Magistrate Hadiru Daboh Delivers Judgment in Kabala Trespass Case

Magistrate Hadiru Daboh.jpg

By Alvin Lansana Kargbo

Magistrate Hadiru Daboh on April 28, 2024, delivered a judgment in the Kabala Magistrate’s Court, concluding a high-profile criminal trespass case. Representing the complainant was D. B. Stark Esq.  while A. S. Faroh Esq. defended the accused.

The case involved Mohamed Foday Kamara of Makeni Road, Kabala Town, against Edward Koroma, Chernoh Jalloh, Isata Conteh, Katie Conteh, Mohamed Conteh and Amie, all residents of Market Square, Kabala Town. The defendants were charged with trespass under Section 15(1)(c) of the Public Order Act, No. 46 of 1965. They all pleaded not guilty on March 15, 2024, and were subsequently granted bail.

The Prosecution presented three witnesses, while the Defense brought forward two. Mohamed Foday Kamara, the complainant, testified that the defendants unlawfully installed market stalls on the staircases leading to his parlor. This testimony was corroborated by two other prosecution witnesses. The defendants did not deny the ownership of the property but claimed they had been granted permission by a family member, a claim which was denied in court.

A worker from the Sierra Leone Roads Authority (SLRA), Ballah Musa Sesay, testified for the defense, stating that the area in question was a ‘right of way.’ However, Magistrate Daboh dismissed this, noting that SLRA does not have the authority to allocate another person’s property as a right of way.

Magistrate Daboh pointed out that the defense failed to produce any of the defendants as witnesses, which weakened their case. He affirmed that trespassing requires both the act (actus reus) and intent (mens rea), both of which were present in this case.

“The evidence is overwhelming,” Magistrate Daboh stated. “The defendants occupied the complainant’s property without permission, making them trespassers. This was confirmed during two site visits.”

In his judgment, Magistrate Daboh found the defendants guilty of trespass. He referenced legal precedents, noting that property owners have the right to remove trespassers without a court order, although it is not recommended due to potential disturbances.

The defendants were sentenced to three months imprisonment or alternatively, to vacate the property within two weeks, handing it over to the complainant through the Bailiff. No costs were awarded.

Magistrate Daboh concluded by emphasizing that trespass is a serious offense under both civil and criminal law, underscoring the rights of property owners against unauthorized occupation.

Magistrate Daboh posed critical questions during his deliberation:

1. Did any of the defendants testify?
2. Does SLRA have the authority to designate private property as a ‘right of way’?
3. Does payment of market dues grant a ‘right of way’?

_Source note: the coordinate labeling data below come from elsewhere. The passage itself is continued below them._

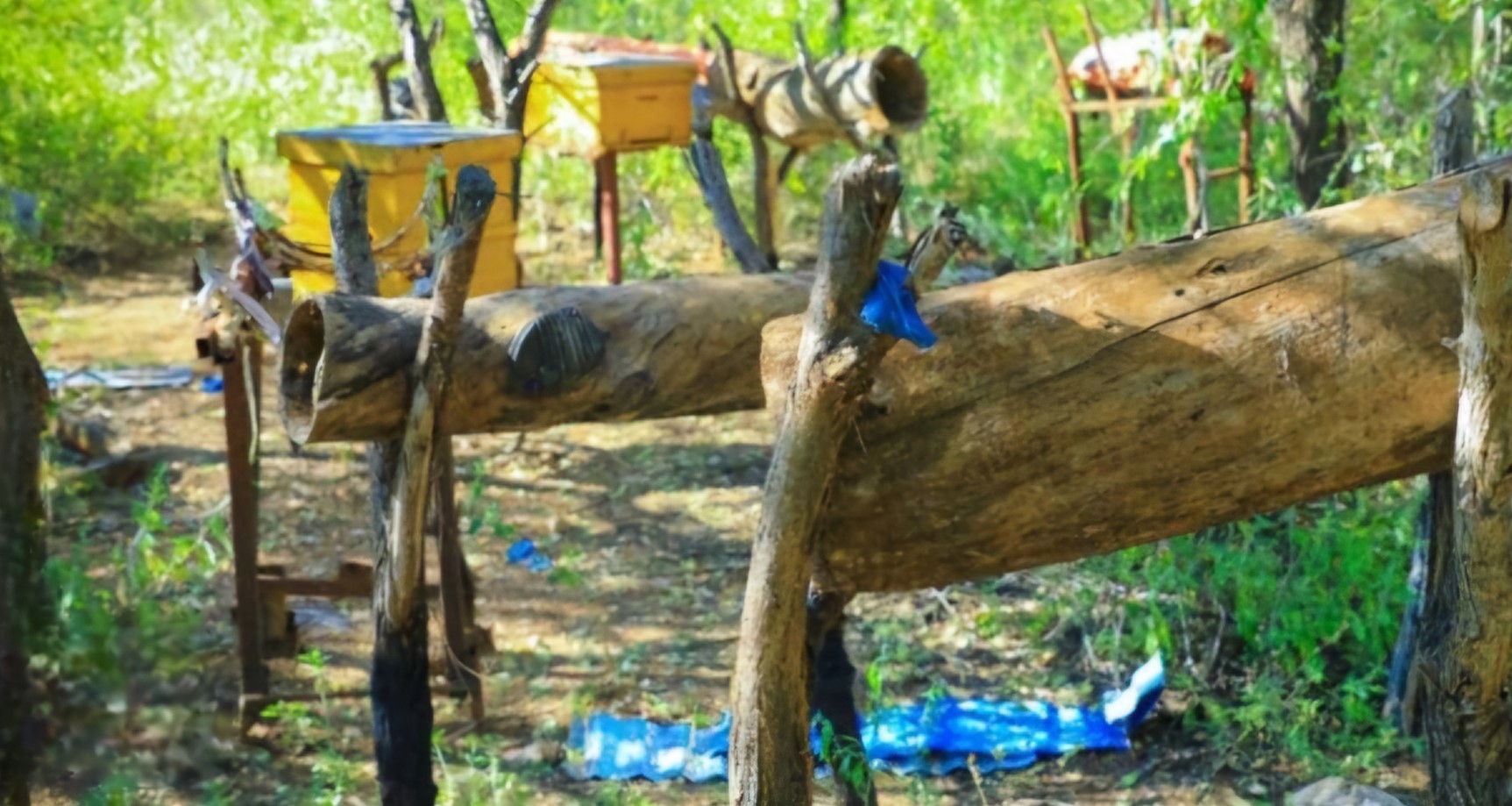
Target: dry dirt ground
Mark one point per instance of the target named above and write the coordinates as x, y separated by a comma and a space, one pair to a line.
648, 525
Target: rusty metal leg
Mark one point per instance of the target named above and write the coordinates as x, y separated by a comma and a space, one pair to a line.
1246, 158
598, 219
242, 415
607, 169
456, 608
1189, 175
1082, 225
1130, 141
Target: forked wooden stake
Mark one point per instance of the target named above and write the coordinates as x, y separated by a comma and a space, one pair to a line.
1467, 622
770, 760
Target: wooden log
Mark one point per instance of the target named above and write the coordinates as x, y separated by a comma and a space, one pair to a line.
679, 346
1467, 620
876, 94
1094, 407
770, 760
1453, 148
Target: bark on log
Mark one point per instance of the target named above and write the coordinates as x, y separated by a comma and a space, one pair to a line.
681, 346
675, 348
770, 760
1453, 148
1467, 622
1095, 407
23, 599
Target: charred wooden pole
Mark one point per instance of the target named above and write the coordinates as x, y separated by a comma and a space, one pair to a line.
832, 676
242, 400
1453, 148
1467, 624
770, 760
404, 770
401, 693
23, 549
400, 688
417, 56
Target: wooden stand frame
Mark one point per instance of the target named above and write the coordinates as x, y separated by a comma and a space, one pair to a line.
264, 628
1193, 171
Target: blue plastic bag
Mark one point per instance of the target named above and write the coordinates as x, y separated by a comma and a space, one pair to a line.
890, 307
932, 738
523, 553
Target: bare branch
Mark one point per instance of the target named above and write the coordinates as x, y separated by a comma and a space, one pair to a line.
826, 100
417, 56
709, 171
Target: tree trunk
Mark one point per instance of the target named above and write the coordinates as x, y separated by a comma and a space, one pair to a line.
1065, 413
1310, 35
1094, 407
23, 608
770, 760
1467, 624
1453, 148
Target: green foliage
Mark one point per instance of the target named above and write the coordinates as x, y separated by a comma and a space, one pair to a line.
846, 756
146, 616
181, 73
1278, 626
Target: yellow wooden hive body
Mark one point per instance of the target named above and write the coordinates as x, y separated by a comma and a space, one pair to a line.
396, 156
590, 104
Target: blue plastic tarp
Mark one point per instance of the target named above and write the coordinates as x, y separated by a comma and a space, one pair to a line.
932, 738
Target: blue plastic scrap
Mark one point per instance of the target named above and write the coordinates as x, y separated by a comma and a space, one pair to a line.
143, 377
891, 307
930, 738
523, 553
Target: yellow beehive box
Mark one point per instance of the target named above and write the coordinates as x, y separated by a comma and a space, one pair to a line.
587, 104
396, 156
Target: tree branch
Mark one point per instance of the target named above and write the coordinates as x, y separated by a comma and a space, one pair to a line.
417, 56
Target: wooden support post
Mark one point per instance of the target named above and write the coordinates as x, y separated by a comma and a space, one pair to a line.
242, 382
401, 691
607, 182
1082, 225
457, 592
1453, 148
1467, 624
770, 760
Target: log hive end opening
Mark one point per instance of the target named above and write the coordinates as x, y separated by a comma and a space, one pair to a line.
901, 89
300, 371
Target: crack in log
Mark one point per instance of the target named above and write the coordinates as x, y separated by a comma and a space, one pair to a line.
969, 398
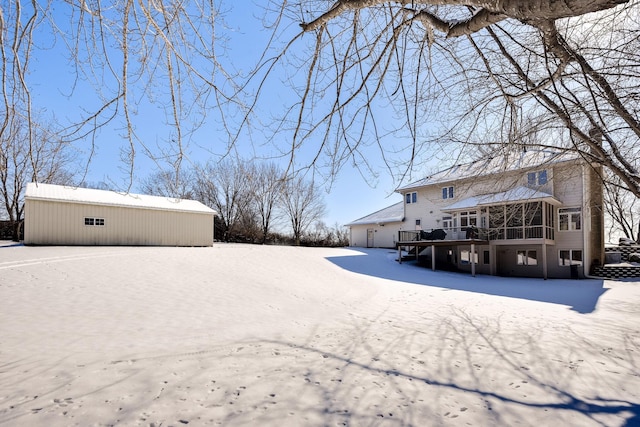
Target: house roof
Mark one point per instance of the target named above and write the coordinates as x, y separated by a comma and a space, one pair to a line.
517, 194
393, 213
60, 193
493, 165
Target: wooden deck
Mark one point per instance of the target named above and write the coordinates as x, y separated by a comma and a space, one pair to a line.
439, 243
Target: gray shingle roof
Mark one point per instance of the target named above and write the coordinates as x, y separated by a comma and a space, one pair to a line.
393, 213
493, 165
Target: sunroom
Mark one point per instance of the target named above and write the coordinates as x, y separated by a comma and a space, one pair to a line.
514, 215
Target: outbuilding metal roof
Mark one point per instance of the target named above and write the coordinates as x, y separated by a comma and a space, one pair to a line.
393, 213
60, 193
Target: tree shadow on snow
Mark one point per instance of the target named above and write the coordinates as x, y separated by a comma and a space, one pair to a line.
581, 295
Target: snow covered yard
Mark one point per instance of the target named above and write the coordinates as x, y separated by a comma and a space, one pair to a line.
250, 335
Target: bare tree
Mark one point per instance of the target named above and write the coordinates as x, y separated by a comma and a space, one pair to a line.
303, 205
472, 71
623, 210
168, 183
224, 187
131, 54
266, 186
41, 157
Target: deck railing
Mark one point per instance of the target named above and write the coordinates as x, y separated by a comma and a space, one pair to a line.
464, 233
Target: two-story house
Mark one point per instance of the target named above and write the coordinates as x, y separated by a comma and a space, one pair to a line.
533, 213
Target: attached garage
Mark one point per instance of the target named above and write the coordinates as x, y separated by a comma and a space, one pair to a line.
60, 215
379, 229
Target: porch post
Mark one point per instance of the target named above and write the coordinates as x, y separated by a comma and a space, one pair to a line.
473, 259
433, 257
544, 261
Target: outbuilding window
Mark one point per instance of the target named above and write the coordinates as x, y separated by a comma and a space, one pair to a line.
99, 222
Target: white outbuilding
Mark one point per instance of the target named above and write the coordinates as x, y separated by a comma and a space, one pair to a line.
60, 215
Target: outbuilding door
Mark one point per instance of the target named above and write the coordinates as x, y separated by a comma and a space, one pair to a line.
370, 237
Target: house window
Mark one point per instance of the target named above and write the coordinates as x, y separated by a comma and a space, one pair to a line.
94, 221
570, 219
465, 257
527, 257
537, 178
447, 193
468, 219
570, 257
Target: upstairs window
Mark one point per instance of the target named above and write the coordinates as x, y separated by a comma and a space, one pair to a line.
447, 192
538, 178
570, 219
411, 197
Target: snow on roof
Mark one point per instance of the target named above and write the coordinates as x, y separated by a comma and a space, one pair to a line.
516, 194
60, 193
493, 165
393, 213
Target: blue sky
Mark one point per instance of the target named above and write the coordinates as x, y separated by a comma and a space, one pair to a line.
352, 194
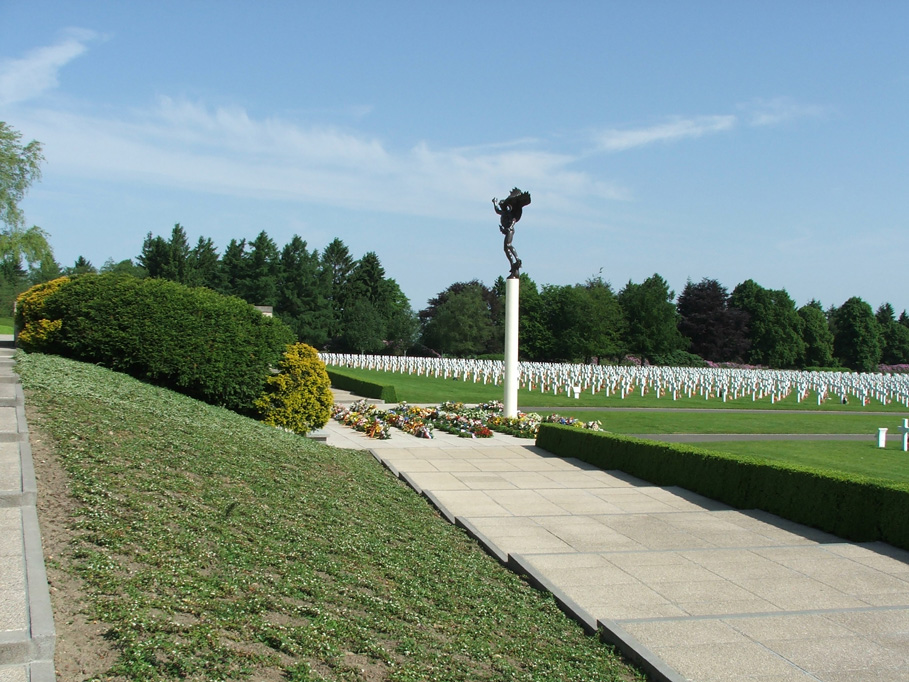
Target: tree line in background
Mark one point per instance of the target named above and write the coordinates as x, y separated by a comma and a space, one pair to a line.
334, 302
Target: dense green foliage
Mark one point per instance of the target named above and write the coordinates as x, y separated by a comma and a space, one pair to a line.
857, 341
363, 387
212, 347
651, 317
213, 547
863, 510
299, 396
717, 330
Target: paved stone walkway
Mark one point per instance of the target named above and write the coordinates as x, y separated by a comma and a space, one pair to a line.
26, 620
688, 588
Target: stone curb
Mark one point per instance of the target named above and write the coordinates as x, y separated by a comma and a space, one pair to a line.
28, 654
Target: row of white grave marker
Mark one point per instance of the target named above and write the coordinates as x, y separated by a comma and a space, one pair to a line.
904, 429
664, 382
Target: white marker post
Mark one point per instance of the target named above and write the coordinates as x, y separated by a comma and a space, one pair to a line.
512, 303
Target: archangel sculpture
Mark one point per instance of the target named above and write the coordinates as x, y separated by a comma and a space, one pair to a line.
509, 210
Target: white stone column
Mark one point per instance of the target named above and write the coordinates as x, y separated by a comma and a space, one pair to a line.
512, 295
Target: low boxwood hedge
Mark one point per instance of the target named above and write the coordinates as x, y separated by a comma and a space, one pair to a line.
853, 508
360, 387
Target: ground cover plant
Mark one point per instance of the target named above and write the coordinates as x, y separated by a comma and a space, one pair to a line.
214, 547
421, 389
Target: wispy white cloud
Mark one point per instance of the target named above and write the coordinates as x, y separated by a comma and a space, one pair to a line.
36, 73
765, 112
615, 140
187, 145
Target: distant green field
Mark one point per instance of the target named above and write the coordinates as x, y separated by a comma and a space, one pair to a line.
422, 389
730, 421
851, 457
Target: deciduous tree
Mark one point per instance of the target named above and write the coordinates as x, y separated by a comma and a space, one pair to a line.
857, 338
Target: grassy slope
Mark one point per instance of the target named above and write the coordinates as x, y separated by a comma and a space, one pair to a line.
422, 389
219, 548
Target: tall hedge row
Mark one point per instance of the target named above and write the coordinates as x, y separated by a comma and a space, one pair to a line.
853, 508
384, 392
215, 348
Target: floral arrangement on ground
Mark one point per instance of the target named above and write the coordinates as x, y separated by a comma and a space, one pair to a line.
455, 418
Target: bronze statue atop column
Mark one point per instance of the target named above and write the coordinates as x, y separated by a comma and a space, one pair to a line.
510, 210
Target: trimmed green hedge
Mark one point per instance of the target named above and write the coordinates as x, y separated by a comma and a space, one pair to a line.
854, 508
214, 348
366, 389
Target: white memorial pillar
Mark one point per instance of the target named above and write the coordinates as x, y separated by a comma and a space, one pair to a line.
882, 437
512, 295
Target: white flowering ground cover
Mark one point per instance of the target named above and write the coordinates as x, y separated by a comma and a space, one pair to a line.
198, 544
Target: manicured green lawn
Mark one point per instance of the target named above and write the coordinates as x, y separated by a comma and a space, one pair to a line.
422, 389
854, 458
214, 547
731, 421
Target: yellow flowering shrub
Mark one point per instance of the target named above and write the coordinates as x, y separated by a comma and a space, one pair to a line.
36, 331
298, 397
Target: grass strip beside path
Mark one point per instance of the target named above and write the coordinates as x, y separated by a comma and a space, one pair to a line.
213, 547
890, 464
731, 421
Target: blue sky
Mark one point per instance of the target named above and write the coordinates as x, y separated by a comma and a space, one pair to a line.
707, 139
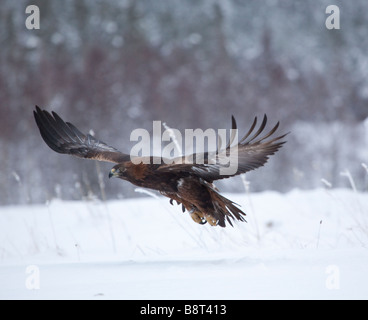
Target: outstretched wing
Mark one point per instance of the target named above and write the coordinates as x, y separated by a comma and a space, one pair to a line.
63, 137
251, 152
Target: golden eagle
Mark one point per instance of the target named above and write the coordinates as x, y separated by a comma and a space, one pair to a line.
187, 182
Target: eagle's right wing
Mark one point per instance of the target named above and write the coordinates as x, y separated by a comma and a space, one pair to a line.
63, 137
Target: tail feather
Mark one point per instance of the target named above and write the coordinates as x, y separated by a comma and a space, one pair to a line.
225, 209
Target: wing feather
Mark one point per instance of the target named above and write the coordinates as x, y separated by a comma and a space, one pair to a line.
251, 153
64, 137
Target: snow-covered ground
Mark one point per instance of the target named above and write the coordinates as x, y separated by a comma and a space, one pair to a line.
299, 245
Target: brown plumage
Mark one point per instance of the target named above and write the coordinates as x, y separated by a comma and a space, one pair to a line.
188, 182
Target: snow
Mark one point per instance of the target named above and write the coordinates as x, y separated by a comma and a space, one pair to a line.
298, 245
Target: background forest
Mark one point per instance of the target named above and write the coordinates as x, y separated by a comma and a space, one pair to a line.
114, 66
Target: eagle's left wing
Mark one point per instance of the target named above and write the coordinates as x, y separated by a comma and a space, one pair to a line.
248, 154
63, 137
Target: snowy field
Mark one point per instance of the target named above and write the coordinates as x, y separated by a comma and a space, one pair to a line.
299, 245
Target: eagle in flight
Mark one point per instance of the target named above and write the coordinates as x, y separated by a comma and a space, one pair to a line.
187, 182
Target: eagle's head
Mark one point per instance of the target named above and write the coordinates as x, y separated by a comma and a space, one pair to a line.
118, 171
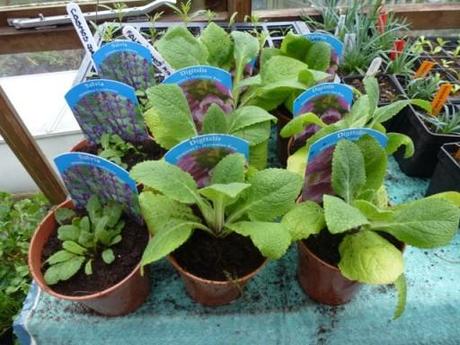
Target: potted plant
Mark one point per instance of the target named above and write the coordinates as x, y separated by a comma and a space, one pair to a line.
446, 176
355, 237
428, 133
91, 257
218, 236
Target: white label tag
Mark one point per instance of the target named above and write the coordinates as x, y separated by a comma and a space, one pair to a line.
131, 33
374, 66
350, 41
83, 31
340, 24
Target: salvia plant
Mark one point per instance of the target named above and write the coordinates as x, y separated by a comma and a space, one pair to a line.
114, 148
236, 200
84, 239
447, 122
364, 113
351, 211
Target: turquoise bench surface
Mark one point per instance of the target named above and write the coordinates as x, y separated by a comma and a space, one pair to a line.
273, 308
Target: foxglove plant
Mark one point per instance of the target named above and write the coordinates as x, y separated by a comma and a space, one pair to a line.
235, 201
364, 224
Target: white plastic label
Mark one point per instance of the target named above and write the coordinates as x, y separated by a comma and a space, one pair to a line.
135, 36
374, 66
83, 31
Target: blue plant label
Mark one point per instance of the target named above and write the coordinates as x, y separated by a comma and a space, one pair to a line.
106, 106
199, 155
325, 100
334, 42
85, 175
204, 86
317, 180
126, 61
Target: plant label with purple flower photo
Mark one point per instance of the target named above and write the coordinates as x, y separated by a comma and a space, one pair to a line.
204, 86
334, 42
199, 155
126, 61
319, 160
85, 175
105, 106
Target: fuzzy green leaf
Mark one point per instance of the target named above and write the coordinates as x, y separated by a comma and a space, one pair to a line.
401, 288
425, 223
272, 194
169, 119
167, 179
214, 121
318, 56
229, 169
304, 220
375, 162
272, 239
396, 140
218, 44
348, 171
340, 216
157, 210
107, 256
297, 124
181, 49
369, 258
63, 270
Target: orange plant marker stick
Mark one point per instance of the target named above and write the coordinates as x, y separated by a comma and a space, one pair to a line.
424, 69
440, 98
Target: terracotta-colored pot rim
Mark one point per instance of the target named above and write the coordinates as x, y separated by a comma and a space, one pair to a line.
49, 290
182, 270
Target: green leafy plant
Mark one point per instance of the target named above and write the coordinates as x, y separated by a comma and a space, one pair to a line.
114, 148
84, 239
364, 113
447, 122
366, 253
18, 220
425, 87
235, 201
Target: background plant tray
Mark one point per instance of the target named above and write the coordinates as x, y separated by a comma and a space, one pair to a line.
273, 309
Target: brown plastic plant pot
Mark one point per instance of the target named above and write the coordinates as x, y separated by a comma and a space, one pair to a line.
323, 282
212, 292
120, 299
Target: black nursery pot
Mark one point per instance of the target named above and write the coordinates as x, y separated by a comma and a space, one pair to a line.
446, 176
427, 145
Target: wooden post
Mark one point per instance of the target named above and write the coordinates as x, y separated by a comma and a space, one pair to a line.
243, 7
21, 142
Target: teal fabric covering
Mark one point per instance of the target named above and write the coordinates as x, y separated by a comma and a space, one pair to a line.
274, 309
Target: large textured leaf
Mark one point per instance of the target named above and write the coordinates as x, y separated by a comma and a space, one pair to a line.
272, 194
348, 170
169, 118
272, 239
401, 288
63, 270
375, 162
297, 124
181, 49
396, 140
369, 258
174, 233
218, 44
340, 216
230, 169
246, 48
426, 223
157, 210
214, 121
167, 179
304, 220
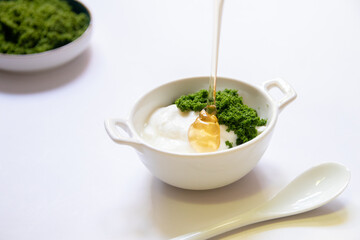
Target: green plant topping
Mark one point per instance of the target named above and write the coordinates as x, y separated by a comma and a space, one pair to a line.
231, 112
34, 26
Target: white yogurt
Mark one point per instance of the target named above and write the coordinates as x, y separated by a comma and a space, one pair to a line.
168, 127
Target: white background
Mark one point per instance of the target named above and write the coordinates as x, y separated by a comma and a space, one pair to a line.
61, 177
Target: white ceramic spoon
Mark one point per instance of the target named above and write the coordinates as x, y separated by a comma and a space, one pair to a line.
310, 190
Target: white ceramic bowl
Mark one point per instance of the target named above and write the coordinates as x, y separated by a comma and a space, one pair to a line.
51, 58
199, 171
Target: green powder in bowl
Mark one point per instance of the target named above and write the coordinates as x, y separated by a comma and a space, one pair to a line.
35, 26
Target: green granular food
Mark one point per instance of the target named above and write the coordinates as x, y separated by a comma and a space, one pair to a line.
33, 26
231, 112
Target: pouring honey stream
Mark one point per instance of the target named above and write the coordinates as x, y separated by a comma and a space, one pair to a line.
204, 133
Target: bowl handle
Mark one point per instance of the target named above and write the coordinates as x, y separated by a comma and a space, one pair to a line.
111, 126
285, 88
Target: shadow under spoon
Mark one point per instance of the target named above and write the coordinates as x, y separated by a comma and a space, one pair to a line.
312, 189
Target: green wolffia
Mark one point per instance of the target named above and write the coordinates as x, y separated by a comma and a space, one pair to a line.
34, 26
231, 112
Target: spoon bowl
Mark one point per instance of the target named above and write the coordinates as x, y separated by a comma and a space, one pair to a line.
312, 189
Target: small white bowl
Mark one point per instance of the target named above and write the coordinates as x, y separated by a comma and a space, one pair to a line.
51, 58
200, 171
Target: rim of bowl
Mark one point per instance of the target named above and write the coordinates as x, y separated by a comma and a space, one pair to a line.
253, 141
51, 51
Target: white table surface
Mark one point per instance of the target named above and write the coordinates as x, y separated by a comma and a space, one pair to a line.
61, 177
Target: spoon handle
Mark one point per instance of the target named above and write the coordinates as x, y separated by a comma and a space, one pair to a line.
245, 219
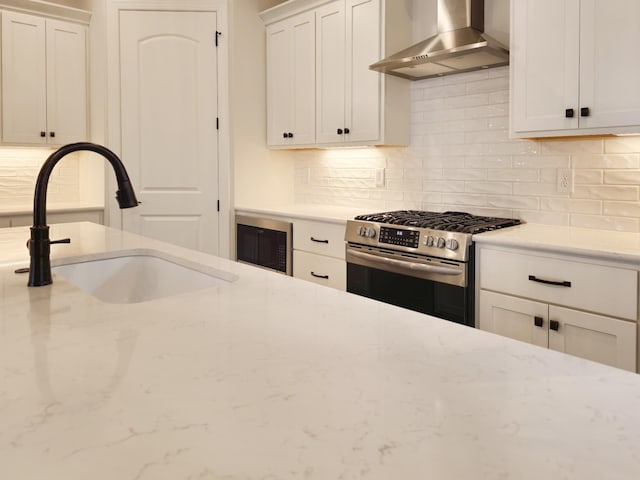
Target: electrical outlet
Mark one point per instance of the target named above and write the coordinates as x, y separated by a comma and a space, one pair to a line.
565, 180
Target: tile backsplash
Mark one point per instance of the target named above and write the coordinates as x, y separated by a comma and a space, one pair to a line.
19, 169
461, 158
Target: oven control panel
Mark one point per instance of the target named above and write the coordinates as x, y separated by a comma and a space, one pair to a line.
424, 241
400, 237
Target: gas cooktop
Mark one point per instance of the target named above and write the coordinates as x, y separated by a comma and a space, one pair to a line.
444, 221
439, 234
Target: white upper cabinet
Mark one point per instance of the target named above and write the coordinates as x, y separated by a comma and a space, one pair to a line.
352, 105
44, 80
572, 68
291, 81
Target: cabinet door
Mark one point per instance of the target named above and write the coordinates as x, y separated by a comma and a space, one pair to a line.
24, 111
362, 102
291, 81
544, 64
330, 72
513, 317
66, 82
609, 72
594, 337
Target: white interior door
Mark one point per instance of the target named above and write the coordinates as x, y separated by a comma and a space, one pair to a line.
169, 139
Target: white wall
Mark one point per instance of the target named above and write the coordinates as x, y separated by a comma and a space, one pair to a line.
261, 176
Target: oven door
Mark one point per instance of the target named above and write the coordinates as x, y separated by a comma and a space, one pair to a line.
425, 284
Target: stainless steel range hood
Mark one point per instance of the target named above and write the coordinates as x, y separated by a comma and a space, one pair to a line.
460, 46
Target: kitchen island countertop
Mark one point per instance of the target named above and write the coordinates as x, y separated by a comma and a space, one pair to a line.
271, 377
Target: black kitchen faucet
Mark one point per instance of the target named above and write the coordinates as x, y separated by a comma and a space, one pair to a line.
40, 266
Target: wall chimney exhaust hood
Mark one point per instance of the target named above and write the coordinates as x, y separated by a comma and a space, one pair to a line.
460, 46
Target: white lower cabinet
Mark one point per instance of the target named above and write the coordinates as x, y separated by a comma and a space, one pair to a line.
318, 253
571, 304
594, 337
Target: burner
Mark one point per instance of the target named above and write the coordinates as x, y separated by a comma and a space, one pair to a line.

He concluded that the answers were ‘No.’ He criticized the Defense Counsel for not calling any defendants to testify, stating that the principle of easement was misused by the defendants.

Magistrate Daboh referenced the legal principle from DPP vs. Woolmington (1935) that actus reus and mens rea must be present for criminal culpability. He found that the defendants were trespassers, occupying Mohamed Foday Kamara’s property without permission.

The Magistrate declared the defendants guilty of trespass, sentencing them to three months imprisonment. Alternatively, they could vacate the premises within two weeks. No costs were ordered.

This ruling by Magistrate Hadiru Daboh underscores the importance of property rights and the illegality of unauthorized occupation, setting a precedent for similar cases in Kabala Town.